Os impactos das alterações climáticas estão à vista e requerem ação. Não precisamos de uma exploração petrolífera que aumente estes impactos através da exportação de combustíveis. Pelo contrário, o momento é de planear a transição energética, estabelecendo as prioridades em matéria de inovação e de investimento que permitam posicionar Portugal em matéria de desenvolvimento e exportação de soluções de baixo carbono nos diversos sectores. Temos recursos humanos, infraestruturas e instituições de investigação de excelência. Somos também dos países com os melhores recursos endógenos para o teste e desenvolvimento de soluções de baixo carbono, pelo que esta será, provavelmente, a oportunidade mais significativa das próximas décadas para romper com os problemas estruturais de uma economia de baixos salários e de baixo valor acrescentado.
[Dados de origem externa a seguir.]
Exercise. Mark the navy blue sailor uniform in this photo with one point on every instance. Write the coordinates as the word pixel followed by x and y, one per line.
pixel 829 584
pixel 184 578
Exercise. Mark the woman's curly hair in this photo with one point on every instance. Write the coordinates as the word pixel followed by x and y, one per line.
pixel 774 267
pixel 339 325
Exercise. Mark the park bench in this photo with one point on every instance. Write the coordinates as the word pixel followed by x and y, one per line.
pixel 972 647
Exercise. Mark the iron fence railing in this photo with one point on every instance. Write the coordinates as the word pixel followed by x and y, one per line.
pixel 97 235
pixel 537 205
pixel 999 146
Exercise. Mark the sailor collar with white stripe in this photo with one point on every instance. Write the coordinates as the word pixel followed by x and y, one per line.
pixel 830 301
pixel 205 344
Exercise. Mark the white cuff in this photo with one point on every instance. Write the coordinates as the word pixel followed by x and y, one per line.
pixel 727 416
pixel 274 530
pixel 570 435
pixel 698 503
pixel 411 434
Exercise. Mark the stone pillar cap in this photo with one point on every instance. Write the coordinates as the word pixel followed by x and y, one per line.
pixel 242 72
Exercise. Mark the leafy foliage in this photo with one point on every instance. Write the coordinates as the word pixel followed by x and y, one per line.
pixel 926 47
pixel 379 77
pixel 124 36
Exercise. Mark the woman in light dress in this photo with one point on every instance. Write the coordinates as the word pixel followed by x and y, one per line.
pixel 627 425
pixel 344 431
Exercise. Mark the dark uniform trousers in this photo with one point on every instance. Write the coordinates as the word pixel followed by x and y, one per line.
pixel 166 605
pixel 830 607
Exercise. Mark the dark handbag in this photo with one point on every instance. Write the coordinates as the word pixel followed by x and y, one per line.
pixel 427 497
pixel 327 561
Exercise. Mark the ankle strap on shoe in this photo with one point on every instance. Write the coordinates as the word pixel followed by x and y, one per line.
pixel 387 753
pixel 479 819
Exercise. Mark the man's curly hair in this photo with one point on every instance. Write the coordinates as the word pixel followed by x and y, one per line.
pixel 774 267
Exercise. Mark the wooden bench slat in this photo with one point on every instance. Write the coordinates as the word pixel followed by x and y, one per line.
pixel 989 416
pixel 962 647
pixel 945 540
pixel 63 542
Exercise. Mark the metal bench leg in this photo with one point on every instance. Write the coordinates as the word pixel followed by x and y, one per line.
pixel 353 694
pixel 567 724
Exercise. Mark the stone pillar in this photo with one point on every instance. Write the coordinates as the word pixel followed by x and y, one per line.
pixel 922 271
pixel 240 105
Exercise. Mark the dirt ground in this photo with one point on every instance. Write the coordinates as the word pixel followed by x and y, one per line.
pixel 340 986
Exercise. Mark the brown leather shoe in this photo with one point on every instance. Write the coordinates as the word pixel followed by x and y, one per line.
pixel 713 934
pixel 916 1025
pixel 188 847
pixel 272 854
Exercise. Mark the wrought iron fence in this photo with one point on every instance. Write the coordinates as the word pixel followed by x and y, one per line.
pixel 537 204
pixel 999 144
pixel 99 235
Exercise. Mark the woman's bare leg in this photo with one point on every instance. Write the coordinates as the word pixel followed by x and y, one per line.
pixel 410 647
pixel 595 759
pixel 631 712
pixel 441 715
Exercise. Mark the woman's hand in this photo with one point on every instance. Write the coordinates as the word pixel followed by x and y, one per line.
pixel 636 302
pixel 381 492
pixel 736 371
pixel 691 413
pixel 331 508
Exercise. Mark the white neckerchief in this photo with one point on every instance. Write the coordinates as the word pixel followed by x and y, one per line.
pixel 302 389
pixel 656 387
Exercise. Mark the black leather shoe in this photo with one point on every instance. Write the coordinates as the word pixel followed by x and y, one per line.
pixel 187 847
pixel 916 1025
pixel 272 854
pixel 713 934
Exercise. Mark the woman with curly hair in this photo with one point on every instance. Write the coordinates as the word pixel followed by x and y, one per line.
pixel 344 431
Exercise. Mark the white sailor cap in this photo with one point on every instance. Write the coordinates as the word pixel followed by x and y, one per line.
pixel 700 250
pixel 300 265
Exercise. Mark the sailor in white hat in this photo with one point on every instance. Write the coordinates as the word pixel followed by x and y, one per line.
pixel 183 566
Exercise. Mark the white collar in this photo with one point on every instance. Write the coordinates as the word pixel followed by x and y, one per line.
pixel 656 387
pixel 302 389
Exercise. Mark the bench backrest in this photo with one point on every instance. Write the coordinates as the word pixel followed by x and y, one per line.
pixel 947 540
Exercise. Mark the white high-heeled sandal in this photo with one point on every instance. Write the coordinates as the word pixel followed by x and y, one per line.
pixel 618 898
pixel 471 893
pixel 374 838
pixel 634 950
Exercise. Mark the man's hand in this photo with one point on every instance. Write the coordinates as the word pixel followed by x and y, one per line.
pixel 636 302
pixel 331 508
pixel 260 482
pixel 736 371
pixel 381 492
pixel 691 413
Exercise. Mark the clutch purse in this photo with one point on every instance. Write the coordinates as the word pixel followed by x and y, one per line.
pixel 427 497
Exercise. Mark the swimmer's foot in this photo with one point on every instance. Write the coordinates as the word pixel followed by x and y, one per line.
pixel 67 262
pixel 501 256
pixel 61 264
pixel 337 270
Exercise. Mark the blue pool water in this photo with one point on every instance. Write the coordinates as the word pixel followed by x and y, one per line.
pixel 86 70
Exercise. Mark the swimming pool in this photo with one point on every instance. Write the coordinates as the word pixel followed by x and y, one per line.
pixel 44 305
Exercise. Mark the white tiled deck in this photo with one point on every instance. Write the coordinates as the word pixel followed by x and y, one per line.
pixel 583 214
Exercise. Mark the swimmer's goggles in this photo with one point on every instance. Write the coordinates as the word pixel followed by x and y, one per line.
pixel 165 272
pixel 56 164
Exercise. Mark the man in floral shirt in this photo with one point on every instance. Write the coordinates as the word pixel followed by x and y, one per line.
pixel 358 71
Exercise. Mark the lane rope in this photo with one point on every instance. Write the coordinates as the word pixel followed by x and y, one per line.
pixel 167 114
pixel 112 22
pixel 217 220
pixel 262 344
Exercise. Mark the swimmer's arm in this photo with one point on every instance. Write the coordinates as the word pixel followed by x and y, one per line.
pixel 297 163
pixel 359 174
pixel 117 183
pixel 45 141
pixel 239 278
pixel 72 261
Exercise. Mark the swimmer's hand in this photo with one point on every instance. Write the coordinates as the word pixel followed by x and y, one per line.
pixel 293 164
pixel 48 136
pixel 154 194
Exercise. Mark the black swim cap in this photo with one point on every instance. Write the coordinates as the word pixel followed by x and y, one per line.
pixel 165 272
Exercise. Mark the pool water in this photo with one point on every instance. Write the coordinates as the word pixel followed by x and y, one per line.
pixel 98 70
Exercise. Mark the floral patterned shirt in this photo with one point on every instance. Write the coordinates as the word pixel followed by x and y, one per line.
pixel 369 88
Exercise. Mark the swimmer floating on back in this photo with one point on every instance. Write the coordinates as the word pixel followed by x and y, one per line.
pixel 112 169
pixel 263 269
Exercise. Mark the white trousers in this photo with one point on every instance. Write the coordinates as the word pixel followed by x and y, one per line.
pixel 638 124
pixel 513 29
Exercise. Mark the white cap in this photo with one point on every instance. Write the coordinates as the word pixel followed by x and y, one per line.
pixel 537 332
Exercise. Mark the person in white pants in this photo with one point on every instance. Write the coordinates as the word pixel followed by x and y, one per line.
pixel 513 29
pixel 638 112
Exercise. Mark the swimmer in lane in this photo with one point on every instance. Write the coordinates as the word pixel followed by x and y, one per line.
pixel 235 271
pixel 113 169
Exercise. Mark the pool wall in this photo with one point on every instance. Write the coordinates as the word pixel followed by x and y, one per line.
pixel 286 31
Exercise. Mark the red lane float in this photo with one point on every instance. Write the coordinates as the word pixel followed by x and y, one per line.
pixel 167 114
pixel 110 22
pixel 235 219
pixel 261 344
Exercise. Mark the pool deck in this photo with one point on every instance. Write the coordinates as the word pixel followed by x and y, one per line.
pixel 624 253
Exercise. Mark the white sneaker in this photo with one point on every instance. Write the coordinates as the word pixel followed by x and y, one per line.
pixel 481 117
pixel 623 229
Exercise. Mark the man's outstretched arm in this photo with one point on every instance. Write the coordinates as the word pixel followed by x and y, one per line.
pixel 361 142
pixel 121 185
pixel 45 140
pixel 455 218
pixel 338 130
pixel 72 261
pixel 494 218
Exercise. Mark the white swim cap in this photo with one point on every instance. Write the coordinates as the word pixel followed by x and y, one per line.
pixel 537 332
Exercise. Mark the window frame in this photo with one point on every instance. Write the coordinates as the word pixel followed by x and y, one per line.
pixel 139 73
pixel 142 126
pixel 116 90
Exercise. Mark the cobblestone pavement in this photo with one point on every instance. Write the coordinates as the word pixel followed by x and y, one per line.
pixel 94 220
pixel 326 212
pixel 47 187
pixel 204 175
As alterações climáticas são um problema urgente à escala global, e, como tal, requerem uma avaliação dos impactos sistémicos e supranacionais nas opções a tomar ao nível nacional. Em simultâneo, é necessário um rumo consistente de longo prazo com vista à descarbonização e independência energética nacionais, encontrando-se na transição energética uma oportunidade para a transformação económica do país. A opção por um país livre de combustíveis fósseis, inovador, com melhores empregos e autossuficiente em energia está ao nosso alcance.

Ensaio originalmente publicado na edição nº3 da Revista Manifesto, de 2018.